Buy in the UK | Buy in Canada

Helen Weeks is pregnant. Very pregnant. She's stuck in a cramped flat with noisy neighbours and a partner who doesn't seem overjoyed at the thought of the pending arrival. Mind you, that's partly Helen's fault, as she's been playing away from home. Things get even worse though, when a violent death changes her life for ever, and puts her at risk as she tries to find out the truth.

IN THE DARK is a (presumably) standalone outing from the author of the excellent DI Tom Thorne series (Thorne, aka DI Spiky Bugger, makes a cameo appearance in the book).

It's a story that could have been lifted directly from the newspaper headlines – gun crime in London, gang violence and bystanders caught up in what happens. Shots are fired at a car one rainy London night, and it swerves onto the pavement, killing a man at a bus stop. Police assume it's gang warfare. But then people take the law into their own hands and the body count rockets.

Billingham's a first-class story-teller and IN THE DARK counts as a page-turner. But ultimately it just falls short of what the author has achieved in that consistently strong Thorne series.

I remain undecided about Helen. She's a gutsy character who hauls all round London despite the fact the baby is due, putting herself in danger as she tries to unravel what happened that rainy night. But the pregnant woman gimmick feels a bit Fargo – or like the brilliant Comic Strip cop show spoof Detectives on the Edge of a Nervous Breakdown, where every detective cliché was present and correct!
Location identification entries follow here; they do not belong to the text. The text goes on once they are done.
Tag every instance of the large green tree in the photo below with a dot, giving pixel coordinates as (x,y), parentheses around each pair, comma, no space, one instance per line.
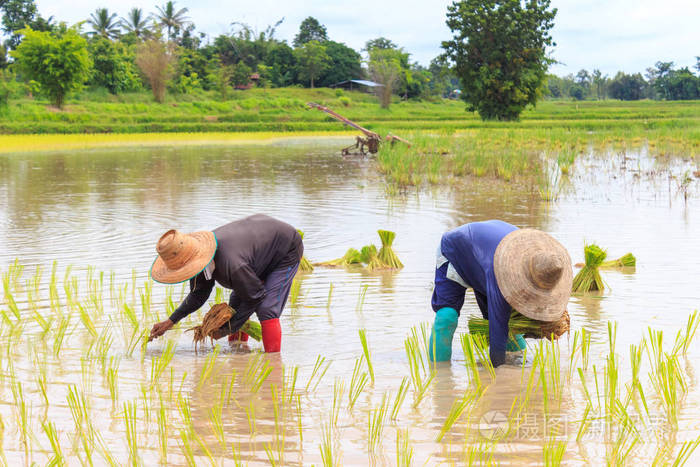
(283,65)
(155,58)
(310,30)
(58,61)
(136,23)
(313,60)
(627,87)
(16,14)
(113,66)
(104,24)
(499,51)
(385,68)
(171,18)
(344,63)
I can't shake off the feeling that the plot would have worked perfectly well without Helen being pregnant. It's OK to show a strong female character without going overboard on private life, and the impending sprog angle just seemed to add one unnecessary layer to an already complex character. Her affair is glossed over far too quickly, though.

The one character I did want to see more of was Theo, the young gang member who has dreams of bettering his life and escaping from the sink estate with his girlfriend and baby son, but who gets caught up in peer pressure and fast-moving violence.

The promised final twist isn't really that dramatic, and Billingham requires you to make a couple of leaps of faith with him and the characters along the way. And if you like your tales tied up at least semi-neatly, you'll twitch at this one – it's the kind of ending where you wonder whether the publisher forgot to print the last few pages.